During affinity maturation, antibodies are selected for their ability to fold and to bind a target antigen between rounds of somatic hypermutation. Previous studies have identified patterns of selection in antibodies using B cell repertoire sequencing data. However, these studies are constrained by needing to group many sequences or sites to make aggregate predictions. In this paper, we develop a transformer-encoder selection model of maximum resolution: given a single antibody sequence, it predicts the strength of selection on each amino acid site. Specifically, the model predicts for each site whether evolution will be slower than expected relative to a model of the neutral mutation process (purifying selection) or faster than expected (diversifying selection). We show that the model does an excellent job of modeling the process of natural selection on held out data, and does not need to be enormous or trained on vast amounts of data to perform well. The patterns of purifying vs diversifying natural selection do not neatly partition into the complementarity-determining vs framework regions: for example, there are many sites in framework that experience strong diversifying selection. There is a weak correlation between selection factors and solvent accessibility. When considering evolutionary shifts down a tree of antibody evolution, affinity maturation generally shifts sites towards purifying natural selection, however this effect depends on the region, with the biggest shifts toward purifying selection happening in the third complementarity-determining region. We observe distinct evolution between gene families but a limited relationship between germline diversity and selection strength.

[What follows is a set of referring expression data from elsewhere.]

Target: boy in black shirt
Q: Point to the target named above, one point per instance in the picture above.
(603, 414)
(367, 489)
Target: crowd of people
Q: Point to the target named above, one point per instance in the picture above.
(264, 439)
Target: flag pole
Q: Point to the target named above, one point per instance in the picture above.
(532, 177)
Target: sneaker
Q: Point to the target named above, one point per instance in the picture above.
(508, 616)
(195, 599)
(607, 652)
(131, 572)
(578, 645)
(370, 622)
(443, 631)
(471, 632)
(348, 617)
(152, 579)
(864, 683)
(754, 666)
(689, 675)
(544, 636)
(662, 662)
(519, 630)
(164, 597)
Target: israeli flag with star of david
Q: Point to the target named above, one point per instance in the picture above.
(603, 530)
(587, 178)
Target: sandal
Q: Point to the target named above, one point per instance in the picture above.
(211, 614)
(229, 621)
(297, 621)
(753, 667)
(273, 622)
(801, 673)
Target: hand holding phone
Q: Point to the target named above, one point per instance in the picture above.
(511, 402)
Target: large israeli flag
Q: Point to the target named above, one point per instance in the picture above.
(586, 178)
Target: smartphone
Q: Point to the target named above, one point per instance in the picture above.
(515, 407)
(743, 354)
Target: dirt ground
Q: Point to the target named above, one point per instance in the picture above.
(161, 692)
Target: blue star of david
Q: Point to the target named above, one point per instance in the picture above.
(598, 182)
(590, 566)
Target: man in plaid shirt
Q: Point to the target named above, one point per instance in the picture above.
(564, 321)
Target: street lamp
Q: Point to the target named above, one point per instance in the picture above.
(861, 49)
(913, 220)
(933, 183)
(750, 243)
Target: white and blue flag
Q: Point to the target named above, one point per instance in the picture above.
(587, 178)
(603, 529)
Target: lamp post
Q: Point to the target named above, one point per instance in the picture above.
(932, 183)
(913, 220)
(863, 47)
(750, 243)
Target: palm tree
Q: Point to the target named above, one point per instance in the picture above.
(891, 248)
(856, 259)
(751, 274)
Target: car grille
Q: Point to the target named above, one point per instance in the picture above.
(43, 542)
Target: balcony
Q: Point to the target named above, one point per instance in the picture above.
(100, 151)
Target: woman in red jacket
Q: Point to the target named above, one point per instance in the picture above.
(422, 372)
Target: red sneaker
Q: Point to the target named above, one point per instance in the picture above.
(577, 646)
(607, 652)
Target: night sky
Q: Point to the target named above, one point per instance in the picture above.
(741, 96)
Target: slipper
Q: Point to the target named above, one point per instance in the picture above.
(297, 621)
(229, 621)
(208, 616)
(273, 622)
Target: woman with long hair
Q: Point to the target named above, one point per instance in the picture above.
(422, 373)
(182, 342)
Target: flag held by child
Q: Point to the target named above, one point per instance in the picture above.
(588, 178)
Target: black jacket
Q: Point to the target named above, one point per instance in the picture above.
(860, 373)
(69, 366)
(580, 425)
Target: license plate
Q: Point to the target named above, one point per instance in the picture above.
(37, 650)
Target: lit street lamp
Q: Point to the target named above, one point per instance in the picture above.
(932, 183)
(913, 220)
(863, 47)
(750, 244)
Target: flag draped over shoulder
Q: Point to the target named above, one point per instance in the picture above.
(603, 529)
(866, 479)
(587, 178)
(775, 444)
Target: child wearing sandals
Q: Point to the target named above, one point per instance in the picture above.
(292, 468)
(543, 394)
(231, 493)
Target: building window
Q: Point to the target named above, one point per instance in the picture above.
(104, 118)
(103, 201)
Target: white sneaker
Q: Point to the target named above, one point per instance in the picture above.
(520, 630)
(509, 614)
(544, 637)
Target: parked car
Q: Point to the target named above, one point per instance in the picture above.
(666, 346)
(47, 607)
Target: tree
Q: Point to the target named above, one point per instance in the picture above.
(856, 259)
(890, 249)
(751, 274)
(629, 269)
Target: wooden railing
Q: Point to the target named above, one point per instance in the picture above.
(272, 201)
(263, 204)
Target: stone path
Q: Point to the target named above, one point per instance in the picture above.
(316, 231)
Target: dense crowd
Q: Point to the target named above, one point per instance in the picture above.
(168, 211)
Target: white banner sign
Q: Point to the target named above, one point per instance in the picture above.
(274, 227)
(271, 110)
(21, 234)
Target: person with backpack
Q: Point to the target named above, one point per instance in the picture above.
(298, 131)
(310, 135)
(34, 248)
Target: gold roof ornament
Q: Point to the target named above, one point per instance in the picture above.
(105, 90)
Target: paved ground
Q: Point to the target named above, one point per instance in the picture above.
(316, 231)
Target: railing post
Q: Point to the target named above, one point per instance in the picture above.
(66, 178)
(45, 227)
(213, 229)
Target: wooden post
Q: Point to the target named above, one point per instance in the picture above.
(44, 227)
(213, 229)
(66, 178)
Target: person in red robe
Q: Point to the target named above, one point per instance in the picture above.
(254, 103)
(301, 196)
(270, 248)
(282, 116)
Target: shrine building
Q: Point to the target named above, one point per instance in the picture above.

在亲和力成熟过程中,抗体在体细胞高频突变轮次之间根据其折叠能力和结合靶抗原的能力进行选择。先前的研究利用B细胞库测序数据确定了抗体中的选择模式。然而,这些研究受到需要对许多序列或位点进行分组以进行总体预测的限制。在本文中,我们开发了一种具有最高分辨率的变压器编码器选择模型:给定单个抗体序列,它可以预测每个氨基酸位点的选择强度。具体而言,该模型针对每个位点预测相对于中性突变过程模型(纯化选择),进化是否会比预期慢(纯化选择)或比预期快(多样化选择)。我们表明,该模型在对留出数据的自然选择过程进行建模方面表现出色,并且不需要非常庞大或在大量数据上进行训练就能表现良好。纯化与多样化自然选择的模式并没有整齐地划分为互补决定区与框架区:例如,框架区中有许多位点经历强烈的多样化选择。选择因素与溶剂可及性之间存在微弱的相关性。当考虑沿着抗体进化树向下的进化变化时,亲和力成熟通常会使位点朝着纯化自然选择转变,然而这种效应取决于区域,朝着纯化选择的最大转变发生在第三个互补决定区。我们观察到基因家族之间存在明显的进化,但种系多样性与选择强度之间的关系有限。